En revanche, le risque diminuait ensuite de manière constante au stade de prédiabète et de diabète. Plusieurs métaanalyses antérieures avaient mis en évidence une protection vis-à-vis du cancer de la prostate chez les patients diabétiques de type 2 avec des chiffres allant de 9 % à 16 %. Les analyses de sous-groupes en fonction de la durée du diabète indiquaient que cette protection apparaissait plus de 10 ans après le diagnostic de DT2, une exposition plus courte au diabète étant associée à un risque plus important mais non significatif. Les mécanismes impliqués dans cette association entre niveau glycémique et cancer de la prostate ainsi que les variations constatées en fonction du temps de suivi sont encore mal compris. Les effets protecteurs du diabète de type 2 vis-à-vis de ce cancer ont été attribués à une plus faible concentration sérique et à une diminution de l’activité de l’IGF-1 chez les patients dont l’ancienneté de la maladie est importante.

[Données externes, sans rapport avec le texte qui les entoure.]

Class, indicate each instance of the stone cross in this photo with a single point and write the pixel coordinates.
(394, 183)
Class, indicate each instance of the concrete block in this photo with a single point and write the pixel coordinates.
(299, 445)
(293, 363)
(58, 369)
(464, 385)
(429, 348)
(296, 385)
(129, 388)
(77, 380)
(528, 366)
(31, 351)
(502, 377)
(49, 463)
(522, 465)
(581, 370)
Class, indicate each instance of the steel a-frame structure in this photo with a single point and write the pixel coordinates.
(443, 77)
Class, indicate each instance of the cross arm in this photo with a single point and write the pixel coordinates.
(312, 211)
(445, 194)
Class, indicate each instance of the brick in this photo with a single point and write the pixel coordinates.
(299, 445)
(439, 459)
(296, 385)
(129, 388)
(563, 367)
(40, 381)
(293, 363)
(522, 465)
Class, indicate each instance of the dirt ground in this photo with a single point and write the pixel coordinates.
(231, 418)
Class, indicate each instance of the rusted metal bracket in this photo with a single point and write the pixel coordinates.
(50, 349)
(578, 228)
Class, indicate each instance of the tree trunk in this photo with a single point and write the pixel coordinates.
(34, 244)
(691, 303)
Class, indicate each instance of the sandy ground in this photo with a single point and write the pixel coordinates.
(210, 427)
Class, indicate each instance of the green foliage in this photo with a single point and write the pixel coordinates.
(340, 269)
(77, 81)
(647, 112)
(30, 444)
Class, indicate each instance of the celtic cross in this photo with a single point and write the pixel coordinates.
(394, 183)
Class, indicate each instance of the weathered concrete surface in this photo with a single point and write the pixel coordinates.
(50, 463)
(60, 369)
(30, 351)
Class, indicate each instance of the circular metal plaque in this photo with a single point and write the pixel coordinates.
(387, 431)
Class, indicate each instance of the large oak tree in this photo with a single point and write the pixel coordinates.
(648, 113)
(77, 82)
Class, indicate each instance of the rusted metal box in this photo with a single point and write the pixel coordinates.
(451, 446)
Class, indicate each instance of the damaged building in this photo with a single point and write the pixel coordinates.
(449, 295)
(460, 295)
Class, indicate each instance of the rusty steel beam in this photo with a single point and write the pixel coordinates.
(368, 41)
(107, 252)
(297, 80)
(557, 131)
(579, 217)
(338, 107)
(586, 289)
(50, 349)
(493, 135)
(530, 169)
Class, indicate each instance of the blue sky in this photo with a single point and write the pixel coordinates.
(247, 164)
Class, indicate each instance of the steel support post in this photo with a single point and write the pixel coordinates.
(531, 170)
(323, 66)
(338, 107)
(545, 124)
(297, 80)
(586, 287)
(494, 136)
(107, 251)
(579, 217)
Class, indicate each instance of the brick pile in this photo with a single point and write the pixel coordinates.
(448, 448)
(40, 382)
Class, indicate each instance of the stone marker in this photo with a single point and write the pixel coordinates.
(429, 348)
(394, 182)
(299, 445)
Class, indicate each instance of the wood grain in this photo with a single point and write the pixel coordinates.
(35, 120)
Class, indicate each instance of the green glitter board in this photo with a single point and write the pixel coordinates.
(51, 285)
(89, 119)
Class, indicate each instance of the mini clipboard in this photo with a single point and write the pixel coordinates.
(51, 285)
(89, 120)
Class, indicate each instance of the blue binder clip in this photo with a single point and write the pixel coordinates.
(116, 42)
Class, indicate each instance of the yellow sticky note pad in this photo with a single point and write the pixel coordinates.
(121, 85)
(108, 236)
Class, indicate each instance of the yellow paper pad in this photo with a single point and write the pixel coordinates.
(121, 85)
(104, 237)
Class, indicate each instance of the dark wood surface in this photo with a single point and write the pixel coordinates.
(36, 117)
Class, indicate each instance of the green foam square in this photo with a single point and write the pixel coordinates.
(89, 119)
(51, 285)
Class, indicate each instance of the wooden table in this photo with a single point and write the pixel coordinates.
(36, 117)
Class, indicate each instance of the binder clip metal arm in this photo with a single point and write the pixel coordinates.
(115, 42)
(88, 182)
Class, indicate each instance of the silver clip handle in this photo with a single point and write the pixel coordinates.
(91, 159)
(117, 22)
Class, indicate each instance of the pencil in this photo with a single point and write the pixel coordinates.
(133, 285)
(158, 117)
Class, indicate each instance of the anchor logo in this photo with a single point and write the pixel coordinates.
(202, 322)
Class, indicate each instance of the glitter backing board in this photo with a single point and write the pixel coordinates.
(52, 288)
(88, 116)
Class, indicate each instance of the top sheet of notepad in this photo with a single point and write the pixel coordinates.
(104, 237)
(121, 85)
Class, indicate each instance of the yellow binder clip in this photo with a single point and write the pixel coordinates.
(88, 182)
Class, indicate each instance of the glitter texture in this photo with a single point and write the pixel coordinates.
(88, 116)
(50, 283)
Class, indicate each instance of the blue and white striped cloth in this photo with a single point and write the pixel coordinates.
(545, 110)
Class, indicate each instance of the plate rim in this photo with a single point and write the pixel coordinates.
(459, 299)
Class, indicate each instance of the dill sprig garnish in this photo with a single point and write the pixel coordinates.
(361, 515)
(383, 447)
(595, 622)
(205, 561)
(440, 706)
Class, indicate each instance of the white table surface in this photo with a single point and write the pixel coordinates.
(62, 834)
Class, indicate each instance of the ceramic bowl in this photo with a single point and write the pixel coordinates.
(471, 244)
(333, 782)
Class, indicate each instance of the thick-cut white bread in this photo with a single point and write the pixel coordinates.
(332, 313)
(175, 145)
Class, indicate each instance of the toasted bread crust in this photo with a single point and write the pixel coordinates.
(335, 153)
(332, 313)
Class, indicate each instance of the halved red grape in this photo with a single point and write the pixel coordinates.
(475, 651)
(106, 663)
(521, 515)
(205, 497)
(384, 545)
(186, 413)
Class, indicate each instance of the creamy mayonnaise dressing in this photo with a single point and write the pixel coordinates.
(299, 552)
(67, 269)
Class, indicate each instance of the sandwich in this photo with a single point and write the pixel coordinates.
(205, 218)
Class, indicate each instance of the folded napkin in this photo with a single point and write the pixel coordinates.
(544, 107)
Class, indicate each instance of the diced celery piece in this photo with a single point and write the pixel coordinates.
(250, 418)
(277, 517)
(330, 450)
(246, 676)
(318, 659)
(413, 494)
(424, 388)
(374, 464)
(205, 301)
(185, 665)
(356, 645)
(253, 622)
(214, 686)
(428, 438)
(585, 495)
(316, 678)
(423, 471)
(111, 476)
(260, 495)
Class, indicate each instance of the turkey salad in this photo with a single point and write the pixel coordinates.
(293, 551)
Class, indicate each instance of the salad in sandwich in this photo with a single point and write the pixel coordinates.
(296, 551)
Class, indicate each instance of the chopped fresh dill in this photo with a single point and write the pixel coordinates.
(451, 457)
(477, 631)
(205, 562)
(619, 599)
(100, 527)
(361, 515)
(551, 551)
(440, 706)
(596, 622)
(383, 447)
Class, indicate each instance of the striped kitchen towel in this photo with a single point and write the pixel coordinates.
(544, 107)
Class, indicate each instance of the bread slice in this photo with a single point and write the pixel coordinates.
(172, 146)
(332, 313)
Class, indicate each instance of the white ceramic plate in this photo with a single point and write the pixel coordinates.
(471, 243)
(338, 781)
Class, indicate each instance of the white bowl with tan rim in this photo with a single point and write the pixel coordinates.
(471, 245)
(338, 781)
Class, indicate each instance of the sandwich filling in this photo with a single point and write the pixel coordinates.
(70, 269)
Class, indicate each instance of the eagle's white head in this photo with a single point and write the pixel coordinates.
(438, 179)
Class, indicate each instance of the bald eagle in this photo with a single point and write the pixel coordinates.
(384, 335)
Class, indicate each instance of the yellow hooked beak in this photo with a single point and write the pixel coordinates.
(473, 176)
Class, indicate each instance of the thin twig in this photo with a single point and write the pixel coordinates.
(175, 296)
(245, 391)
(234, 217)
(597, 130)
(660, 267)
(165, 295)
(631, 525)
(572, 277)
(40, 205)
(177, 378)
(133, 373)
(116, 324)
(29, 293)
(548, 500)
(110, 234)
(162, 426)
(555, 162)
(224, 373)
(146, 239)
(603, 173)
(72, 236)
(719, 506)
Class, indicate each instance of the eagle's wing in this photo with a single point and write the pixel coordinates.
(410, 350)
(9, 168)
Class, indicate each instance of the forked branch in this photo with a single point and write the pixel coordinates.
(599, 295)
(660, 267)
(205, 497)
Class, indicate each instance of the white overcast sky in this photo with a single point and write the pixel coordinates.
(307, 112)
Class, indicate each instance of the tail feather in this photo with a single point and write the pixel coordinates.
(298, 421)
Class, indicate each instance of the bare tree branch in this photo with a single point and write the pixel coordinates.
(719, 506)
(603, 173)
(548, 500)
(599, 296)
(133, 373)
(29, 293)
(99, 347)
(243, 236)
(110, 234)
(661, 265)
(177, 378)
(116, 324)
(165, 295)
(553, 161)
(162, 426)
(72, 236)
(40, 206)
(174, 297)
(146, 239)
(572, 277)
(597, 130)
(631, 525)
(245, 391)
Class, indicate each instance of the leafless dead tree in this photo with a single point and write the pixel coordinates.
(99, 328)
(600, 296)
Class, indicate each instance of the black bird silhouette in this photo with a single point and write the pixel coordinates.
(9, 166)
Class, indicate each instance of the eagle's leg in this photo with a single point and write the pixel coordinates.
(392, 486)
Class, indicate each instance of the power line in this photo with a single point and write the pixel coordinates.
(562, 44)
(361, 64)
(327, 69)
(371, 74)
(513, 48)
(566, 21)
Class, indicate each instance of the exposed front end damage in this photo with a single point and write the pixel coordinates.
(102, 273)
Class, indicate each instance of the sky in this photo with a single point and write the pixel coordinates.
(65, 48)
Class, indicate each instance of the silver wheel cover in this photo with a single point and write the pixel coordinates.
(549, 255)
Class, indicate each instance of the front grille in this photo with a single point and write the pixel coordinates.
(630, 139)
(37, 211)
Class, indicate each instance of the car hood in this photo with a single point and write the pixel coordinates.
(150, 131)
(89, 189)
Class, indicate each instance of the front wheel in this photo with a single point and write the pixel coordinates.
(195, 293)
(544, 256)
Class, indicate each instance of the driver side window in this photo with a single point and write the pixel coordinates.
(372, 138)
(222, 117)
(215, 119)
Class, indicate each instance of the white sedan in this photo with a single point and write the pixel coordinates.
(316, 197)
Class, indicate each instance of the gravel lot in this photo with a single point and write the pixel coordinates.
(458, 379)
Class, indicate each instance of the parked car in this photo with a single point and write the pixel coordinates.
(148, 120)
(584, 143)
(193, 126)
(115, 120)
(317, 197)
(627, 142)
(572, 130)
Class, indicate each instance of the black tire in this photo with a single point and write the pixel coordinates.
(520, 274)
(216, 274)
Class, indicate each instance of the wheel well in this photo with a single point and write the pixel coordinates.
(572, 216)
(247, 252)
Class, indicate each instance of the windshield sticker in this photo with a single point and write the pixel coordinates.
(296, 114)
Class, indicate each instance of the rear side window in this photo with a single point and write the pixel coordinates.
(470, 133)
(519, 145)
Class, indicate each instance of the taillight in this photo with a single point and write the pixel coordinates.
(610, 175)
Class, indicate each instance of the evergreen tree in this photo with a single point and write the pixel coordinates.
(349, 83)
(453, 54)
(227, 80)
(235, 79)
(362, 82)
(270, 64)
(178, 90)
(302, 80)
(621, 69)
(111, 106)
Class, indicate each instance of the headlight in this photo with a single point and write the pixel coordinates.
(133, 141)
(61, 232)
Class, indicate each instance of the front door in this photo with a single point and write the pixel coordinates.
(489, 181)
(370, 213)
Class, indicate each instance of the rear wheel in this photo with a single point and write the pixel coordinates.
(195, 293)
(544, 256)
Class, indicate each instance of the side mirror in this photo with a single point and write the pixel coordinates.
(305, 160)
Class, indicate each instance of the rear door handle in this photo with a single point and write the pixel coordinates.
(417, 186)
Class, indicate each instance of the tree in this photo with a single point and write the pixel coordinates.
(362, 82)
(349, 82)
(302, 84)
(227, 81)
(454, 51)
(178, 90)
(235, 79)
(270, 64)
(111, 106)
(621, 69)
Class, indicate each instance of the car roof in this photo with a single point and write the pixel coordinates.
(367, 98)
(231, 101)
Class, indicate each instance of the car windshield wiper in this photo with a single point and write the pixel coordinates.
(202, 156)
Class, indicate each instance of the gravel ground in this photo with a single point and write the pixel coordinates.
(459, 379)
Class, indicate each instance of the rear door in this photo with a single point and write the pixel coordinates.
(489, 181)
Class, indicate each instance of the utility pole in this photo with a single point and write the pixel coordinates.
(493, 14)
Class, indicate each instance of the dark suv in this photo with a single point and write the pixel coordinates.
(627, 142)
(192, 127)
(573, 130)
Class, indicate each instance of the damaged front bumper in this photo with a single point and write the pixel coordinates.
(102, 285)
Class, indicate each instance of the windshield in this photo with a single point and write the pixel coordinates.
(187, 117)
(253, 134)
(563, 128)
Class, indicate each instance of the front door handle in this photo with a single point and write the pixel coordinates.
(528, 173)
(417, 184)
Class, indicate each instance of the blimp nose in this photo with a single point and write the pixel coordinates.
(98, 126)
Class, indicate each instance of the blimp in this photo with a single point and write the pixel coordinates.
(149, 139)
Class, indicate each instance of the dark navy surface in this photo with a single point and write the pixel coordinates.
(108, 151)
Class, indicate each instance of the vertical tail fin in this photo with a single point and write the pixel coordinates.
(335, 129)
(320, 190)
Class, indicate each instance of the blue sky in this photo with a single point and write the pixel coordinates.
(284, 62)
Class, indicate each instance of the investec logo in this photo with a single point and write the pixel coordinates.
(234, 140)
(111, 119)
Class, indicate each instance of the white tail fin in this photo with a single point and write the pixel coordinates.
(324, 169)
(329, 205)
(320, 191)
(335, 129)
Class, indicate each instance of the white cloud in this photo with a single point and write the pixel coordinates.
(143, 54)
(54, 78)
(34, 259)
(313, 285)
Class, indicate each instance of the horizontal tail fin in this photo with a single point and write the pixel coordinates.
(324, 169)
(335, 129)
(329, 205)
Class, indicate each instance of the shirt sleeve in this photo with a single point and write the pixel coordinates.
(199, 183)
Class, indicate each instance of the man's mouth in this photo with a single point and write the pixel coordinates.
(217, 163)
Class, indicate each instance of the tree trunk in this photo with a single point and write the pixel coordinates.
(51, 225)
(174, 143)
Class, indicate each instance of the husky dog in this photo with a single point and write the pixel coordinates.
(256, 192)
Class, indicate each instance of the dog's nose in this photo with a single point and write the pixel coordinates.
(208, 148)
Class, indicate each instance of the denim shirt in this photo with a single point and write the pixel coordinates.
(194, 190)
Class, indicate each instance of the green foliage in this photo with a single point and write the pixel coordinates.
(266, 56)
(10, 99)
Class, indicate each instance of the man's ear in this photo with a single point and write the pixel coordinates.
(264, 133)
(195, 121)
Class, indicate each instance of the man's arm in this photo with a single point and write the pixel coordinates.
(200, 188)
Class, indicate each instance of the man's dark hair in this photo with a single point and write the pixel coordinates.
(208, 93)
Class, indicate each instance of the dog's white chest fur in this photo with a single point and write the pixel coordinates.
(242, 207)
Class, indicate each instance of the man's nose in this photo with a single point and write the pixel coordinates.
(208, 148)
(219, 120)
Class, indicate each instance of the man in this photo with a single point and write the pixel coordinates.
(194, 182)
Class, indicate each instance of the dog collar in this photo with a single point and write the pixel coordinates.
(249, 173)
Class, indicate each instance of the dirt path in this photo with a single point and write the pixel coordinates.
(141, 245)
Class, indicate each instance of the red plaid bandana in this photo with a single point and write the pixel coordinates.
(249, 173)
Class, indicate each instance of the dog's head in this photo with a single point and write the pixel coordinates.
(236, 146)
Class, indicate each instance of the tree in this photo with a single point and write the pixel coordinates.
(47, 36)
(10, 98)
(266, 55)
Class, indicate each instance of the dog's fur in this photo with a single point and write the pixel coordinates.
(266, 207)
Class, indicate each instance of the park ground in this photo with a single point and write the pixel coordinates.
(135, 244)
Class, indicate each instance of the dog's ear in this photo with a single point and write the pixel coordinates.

Une autre hypothèse se fonde sur le taux de l’insulinémie qui est élevée en raison de l’insulinorésistance au début de l’histoire évolutive du diabète de type 2. Lors de la progression du diabète de type 2, l’insulinémie diminue expliquant l’inversion du processus et la protection face au cancer. Toutefois, cette explication cadre mal avec l’augmentation des autres cancers au cours du diabète, en dehors du cas du cancer du foie rattaché pour une large part à la NASH qui touche un grand nombre de patients diabétiques de type 2. La diminution des taux de testostérone au fil des années au cours du diabète pourrait être également une explication à la moindre fréquence du cancer de la prostate. En effet, l’hormone mâle favorise le développement des cellules cancéreuses fréquemment retrouvées au sein de la prostate.

Cette analyse qui s’inscrit en faveur d’une association inverse à long terme entre le niveau glycémique et le risque de cancer de la prostate, présente d’évidentes limites en raison de la variabilité de la glycémie à jeun et de l’hétérogénéité des résultats dans les différents types d’étude. Si la fréquence des cancers de la prostate est moindre chez les patients diabétiques, l’implication du rôle de l’élévation de la glycémie reste imprécise et ne doit naturellement pas conduire à un laxisme dans le contrôle du diabète.